I am trying to group a data frame by two columns (agency name and year) to create a new data frame containing the sum of my numeric variables and the string variables. However, when I use the group command in dplyr all of my string variables are dropped.
I have a data frame containing data on transportation grants. The variables consist of the grant funding, a dummy indicating if the grant was awarded, the agency that applied, the year, and the state that the agency is located in. Each agency is located in a unique state. I would like to group the data by the agency and the year (because some agencies submitted multiple applications in the same year) and create a new data frame containing the agency, the sum of grant funds, the sum of awarded grants, the year, and the state.

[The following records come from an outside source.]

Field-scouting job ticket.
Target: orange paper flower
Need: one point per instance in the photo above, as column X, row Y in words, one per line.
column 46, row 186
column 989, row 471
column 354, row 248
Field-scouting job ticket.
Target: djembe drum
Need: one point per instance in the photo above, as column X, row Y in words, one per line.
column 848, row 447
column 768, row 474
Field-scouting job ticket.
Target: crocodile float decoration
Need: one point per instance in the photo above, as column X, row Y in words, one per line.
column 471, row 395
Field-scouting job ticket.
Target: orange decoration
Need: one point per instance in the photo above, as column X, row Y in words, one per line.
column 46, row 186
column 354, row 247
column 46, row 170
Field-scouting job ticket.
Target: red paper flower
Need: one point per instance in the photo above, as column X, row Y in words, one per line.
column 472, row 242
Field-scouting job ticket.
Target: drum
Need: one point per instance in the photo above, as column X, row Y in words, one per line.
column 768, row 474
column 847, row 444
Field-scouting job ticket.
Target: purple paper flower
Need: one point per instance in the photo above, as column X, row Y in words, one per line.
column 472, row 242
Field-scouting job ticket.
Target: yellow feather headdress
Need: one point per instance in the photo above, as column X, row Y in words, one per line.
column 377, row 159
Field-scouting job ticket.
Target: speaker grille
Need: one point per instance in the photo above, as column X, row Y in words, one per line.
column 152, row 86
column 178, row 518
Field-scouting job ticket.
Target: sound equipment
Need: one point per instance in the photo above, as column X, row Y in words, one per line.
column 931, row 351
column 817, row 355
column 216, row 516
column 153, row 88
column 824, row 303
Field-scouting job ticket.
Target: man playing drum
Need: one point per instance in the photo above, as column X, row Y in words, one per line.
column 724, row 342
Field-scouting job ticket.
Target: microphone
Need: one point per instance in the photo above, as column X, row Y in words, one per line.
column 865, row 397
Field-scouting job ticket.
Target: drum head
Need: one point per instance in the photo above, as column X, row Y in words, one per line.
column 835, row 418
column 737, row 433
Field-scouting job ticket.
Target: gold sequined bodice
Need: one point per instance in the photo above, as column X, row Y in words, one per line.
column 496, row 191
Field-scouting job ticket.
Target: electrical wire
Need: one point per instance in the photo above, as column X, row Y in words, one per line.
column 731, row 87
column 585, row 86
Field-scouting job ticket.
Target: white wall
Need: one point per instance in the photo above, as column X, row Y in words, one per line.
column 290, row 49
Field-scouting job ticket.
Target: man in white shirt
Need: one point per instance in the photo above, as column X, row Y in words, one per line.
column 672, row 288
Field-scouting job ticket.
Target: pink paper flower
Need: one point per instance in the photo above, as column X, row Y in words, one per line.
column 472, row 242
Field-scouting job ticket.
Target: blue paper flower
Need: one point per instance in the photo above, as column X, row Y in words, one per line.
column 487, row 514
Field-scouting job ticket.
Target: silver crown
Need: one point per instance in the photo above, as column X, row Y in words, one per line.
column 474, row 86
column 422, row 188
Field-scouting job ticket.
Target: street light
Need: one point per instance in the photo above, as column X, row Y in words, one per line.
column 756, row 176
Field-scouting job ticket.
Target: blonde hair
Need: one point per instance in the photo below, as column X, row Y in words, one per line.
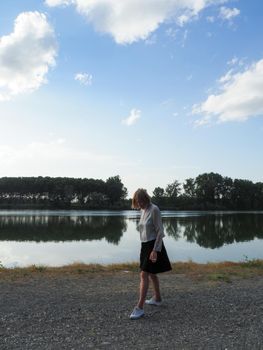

I have tried the following code:
library(tidyverse)
Applicant_Name <- Applications %>%
group_by(ApplicantName, Year) %>%
select(everything()) %>%
summarise_if(is.numeric, sum, na.rm=TRUE)
However, when I run this code the state variable is dropped from the data frame. I have also considered creating another data frame with the string variable via the aggregate command. Then merging this data frame with the Applicant_Name data frame. I used the following code:
test2 <- aggregate(test$State, by = list(test$ApplicantName, test$Year), paste(),
collapse = " ")
However, this code creates a State column where the state names are listed in each cell as many times as the applicant name appears in the test data frame.